Does __global__ have overhead over __device_

This question asks the difference between __device__ and __global__.

The difference is:

__device__ functions can be called only from the device, and it is executed only in the device.

__global__ functions can be called from the host, and it is executed in the device.

I interpret the difference between __global__ and __device__ to be similar to public and private class access specifiers. The point is to prevent accidentally calling a __device__ function from the host. It sounds like I could tag all void-returning functions as __global__ without changing program behavior. Would this change program performance?
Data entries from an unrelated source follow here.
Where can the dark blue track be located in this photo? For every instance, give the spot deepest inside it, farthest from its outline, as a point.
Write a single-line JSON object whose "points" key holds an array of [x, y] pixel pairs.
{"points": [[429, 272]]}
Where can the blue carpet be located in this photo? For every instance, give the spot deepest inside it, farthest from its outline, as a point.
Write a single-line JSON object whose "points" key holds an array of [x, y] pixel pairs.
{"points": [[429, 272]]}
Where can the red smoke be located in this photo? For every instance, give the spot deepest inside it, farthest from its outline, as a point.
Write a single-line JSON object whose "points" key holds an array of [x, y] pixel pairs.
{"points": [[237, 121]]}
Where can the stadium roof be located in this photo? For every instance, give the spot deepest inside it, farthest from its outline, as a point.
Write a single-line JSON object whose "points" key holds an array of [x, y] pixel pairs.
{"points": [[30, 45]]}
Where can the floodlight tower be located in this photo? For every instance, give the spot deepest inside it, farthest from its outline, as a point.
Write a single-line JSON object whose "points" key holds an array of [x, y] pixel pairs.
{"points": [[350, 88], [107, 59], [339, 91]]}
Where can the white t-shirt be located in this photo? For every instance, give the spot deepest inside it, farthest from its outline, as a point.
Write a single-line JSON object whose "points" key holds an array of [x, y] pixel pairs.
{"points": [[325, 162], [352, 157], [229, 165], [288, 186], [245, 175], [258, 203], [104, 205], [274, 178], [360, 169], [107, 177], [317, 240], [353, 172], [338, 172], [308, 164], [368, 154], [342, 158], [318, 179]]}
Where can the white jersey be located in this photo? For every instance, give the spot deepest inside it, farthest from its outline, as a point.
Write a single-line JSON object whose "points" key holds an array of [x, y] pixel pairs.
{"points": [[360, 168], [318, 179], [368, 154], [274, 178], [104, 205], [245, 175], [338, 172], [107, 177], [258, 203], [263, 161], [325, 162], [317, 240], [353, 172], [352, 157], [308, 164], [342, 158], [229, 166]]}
CodePudding user response：

Yes, __global__ has overhead, compared to __device__, but there are additional details to be aware of. What you're proposing probably isn't a good idea.

__global__ is the device code entrypoint, from host code. Initially, the GPU has no code running on it. When your host code decides that it wants to start some processing on the GPU, this can only be done by calling a __global__ function (that is the so-called kernel launch).

You can call a __global__ function from device code, but that is invoking something called CUDA Dynamic Parallelism which has all the attributes of a kernel launch. If you're a beginner, you almost certainly don't want to do that.

If you have code running on the GPU, and you want to call a function in the context of a CUDA thread, the way to do that is by calling a __device__ function.

It sounds like I could tag all void-returning functions as __global__ without changing program behavior. Would this change program performance?

It would change both behavior and performance.

When you call a __global__ function (whether from host code or device code) the only way to do that is via a properly configured kernel launch. Using the typical method in the CUDA runtime API, that would be:

kernel<<<blocks, threads, ...>>>(... arguments ...);

That stuff in the triple-chevron syntax makes it different from an ordinary function call, and it will behave differently. It will launch a new kernel, with its own grid (the complement of threads/blocks associated with a kernel launch).

When you call a __device__ function, it looks like an ordinary function call:

func(... arguments ...);

and behaves like one also. It operates within the context of single thread, and does not spin up any new threads/blocks/kernel to service the function call.

You might want to spend a few hours in an orderly introduction to the topic. Just a suggestion, do as you wish of course.